Il tridente celebra nel 2026 il suo primo secolo. Nato alla Targa Florio è diventato il segno distintivo della casa di Modena.
Il Tridente nasce in pista, tra polvere, meccanica e cronometri. Il 25 aprile 1926 Alfieri Maserati porta la Tipo 26 al traguardo della Targa Florio conquistando il primo posto nella classe 1500 cc e l’ottava posizione assoluta. Su quella vettura compare per la prima volta il simbolo destinato a diventare il centro dell’identità Maserati: il Tridente.
Nel 2026 Maserati celebra cento anni di quel segno grafico con una serie di eventi internazionali, una nuova campagna dedicata alla propria storia sportiva e un francobollo commemorativo emesso dal Ministero delle Imprese e del Made in Italy. Un anniversario che coincide anche con il primo secolo della prima vittoria agonistica del marchio.
Le origini del Tridente Maserati
Il logo Maserati prende forma nel 1925 grazie a Mario Maserati, unico fratello della famiglia con formazione artistica. Il disegno si ispira alla Fontana del Nettuno di Bologna, città dove sorgeva la prima officina del marchio. Quel Tridente entra ufficialmente nella storia l’anno successivo, montato sulla Tipo 26 impegnata alla Targa Florio. La scelta del simbolo racchiude già la direzione del marchio: competizione, velocità e identità italiana. Maserati costruisce la propria reputazione partendo dalle gare e il Tridente accompagna questa crescita lungo tutto il Novecento.

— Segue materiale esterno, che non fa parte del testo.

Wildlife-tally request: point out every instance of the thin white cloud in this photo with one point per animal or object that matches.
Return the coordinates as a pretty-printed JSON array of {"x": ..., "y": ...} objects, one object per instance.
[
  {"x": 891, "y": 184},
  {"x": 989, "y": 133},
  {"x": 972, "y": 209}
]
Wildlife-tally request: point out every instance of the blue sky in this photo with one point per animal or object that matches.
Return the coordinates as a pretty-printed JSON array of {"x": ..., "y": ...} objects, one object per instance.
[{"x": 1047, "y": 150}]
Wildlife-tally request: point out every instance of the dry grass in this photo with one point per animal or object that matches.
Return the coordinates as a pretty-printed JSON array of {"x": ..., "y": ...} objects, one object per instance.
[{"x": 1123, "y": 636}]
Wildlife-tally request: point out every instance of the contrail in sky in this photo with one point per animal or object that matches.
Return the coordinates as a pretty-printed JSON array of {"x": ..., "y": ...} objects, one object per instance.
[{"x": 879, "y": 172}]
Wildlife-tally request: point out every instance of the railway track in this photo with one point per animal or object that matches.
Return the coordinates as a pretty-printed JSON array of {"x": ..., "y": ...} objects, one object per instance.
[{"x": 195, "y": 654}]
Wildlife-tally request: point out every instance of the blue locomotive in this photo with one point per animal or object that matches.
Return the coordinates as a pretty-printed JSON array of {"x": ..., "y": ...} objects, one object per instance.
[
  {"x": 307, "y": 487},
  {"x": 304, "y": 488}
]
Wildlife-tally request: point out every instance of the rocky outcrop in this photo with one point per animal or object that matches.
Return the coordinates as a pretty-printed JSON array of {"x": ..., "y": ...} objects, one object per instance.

L’evoluzione del logo Maserati
Il primo emblema applicato sulla Tipo 26 presenta una forma rettangolare con un Tridente scuro su fondo chiaro. Nei primi anni Trenta il logo assume invece la configurazione ovale che accompagnerà il marchio per decenni. Entrano anche i colori rosso e blu della città di Bologna. Nel 1980 arriva una versione con fondo dorato, utilizzata su tutta la produzione del periodo. Nel 1997 Maserati introduce un nuovo ridisegno del marchio, modificandone proporzioni e stile.
L’ultima trasformazione coincide con il lancio della MC20 nel 2020. Il Tridente viene alleggerito nelle linee e nella struttura grafica, con una palette basata sul bianco e sul Blu Maserati. Anche le tre punte cambiano proporzioni, mentre le frecce laterali assumono una forma arrotondata.
La campagna per i cento anni del Tridente Maserati
Per celebrare il centenario Maserati lancia una nuova campagna che attraversa il passato e il presente del marchio. Nel video compaiono modelli storici come la Tipo 26, la Ghibli e la MC12 accanto a vetture contemporanee come GranTurismo Trofeo, Grecale Trofeo e MCXtrema.
La narrazione parte dalla pit lane della Targa Florio e accompagna le vetture in un percorso che collega Heritage e futuro. Le auto moderne emergono in un deserto salino lasciando sulla superficie tracce che, viste dall’alto, disegnano un enorme Tridente. Il progetto combina animazione 3D e intelligenza artificiale. La voce narrante riproduce quella di Maria Teresa De Filippis, prima donna a qualificarsi e correre in un Gran Premio di Formula 1 nel 1958 al volante di una Maserati 250F. La campagna utilizza la firma “100 Years of the Trident”, con la parola “Ride” evidenziata per richiamare il carattere dinamico della guida Maserati.
Un francobollo per il centenario
Le celebrazioni comprendono anche un francobollo dedicato al centenario del Tridente, presentato il 9 aprile nella Sala degli Arazzi di Palazzo Piacentini a Roma. Il progetto grafico, sviluppato dal Centro Stile Maserati insieme all’Istituto Poligrafico e Zecca dello Stato, mette in dialogo il Tridente contemporaneo con le versioni storiche del 1926. La composizione richiama ancora una volta la Fontana del Nettuno di Bologna e rafforza il legame del marchio con l’identità italiana attraverso la banda tricolore e la scritta “Centenario”. Il francobollo entrerà sia nel circuito quotidiano di Poste Italiane sia nel mercato filatelico internazionale.